Like the ladder in Yaakov’s dream, which was grounded in physical reality and reached up to the heavens, Rebbetzin Levin shows us how to take the physicality of this world and use it to reach upward, creating a beautiful, spiritual Shabbos. When we choose Torah values over excess materialism, we turn simplicity into purity — and the incredible results will affect our families, our communities, and the entire Jewish people for generations. 

Rebbetzin Levin’s Mandelbroit

YIELDS 45 PIECES

  • 1 cup Crisco or margarine 
  • 4 eggs
  • 1 cup sugar
  • ½ tsp salt
  • 1 tsp vanilla
  • 2 tsp baking powder
  • zest of 1 lemon
  • 1 6-oz (170-g) pkg chocolate chips
  • 4 cups flour

Preheat oven to 350°F (175°C). 

Cream the Crisco, eggs, sugar, and salt in your mixer.
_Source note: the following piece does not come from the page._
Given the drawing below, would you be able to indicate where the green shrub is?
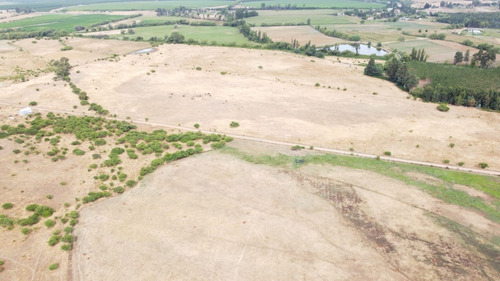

Add vanilla, baking powder, lemon zest, chocolate chips, and flour. Mix.

Grease a cookie sheet. Flour your hands and form the dough into three long, thin rolls (the length of the cookie sheet). Bake for 30–45 minutes, depending on your oven. 

Remove from oven and slice on an angle while hot. You should get about 15 slices out of each log. Let it cool. Eat gezunteheit! 

(No putting it back in the oven. When you’re feeding your family, keep it simple and nice — don’t make yourself crazy!)